Two leading hotel operators are set to compete harder to affiliate with hotel owners who want a competitive brand without costly property-upgrade requirements.
DoubleTree by Hilton, part of Hilton Worldwide Holdings Inc., has been one of the fastest-expanding hotel bands.
Lodging industry data source STR Inc. reported that DoubleTree’s room count has doubled to almost 108,000 since 2007.
DoubleTree has expanded almost exclusively by getting hotel owners to adopt its brand and drop such flags as Marriot and Sheraton.

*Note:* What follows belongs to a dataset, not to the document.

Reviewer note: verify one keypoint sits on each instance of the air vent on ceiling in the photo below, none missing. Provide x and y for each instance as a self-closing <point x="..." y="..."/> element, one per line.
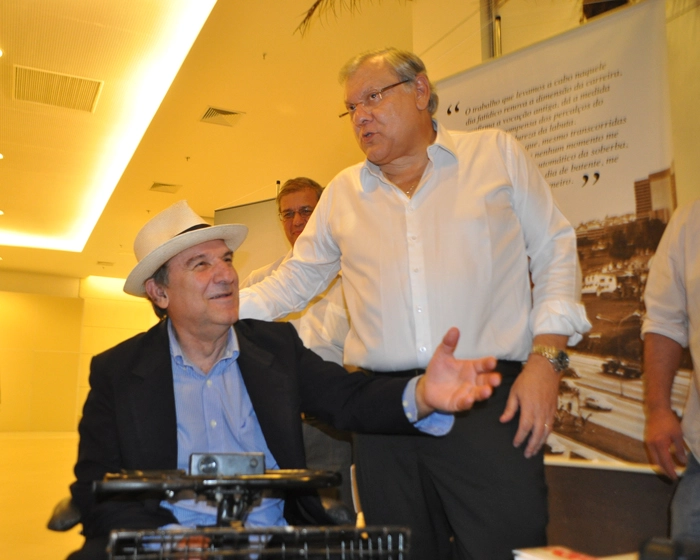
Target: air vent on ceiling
<point x="223" y="117"/>
<point x="165" y="187"/>
<point x="59" y="90"/>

Compared to other hotel brands, DoubleTree touts lower costs and more flexibility with respect to property upgrades to remain in the brand system.
But now Marriot International Inc. is preparing to compete harder in the hotel brand-conversion market through a Canadian acquisition.
Marriott paid $135 million in April to acquire a Delta Hotels and Resorts, which has 37 hotels in Canada, and is positioning Delta as a conversion brand in the United States.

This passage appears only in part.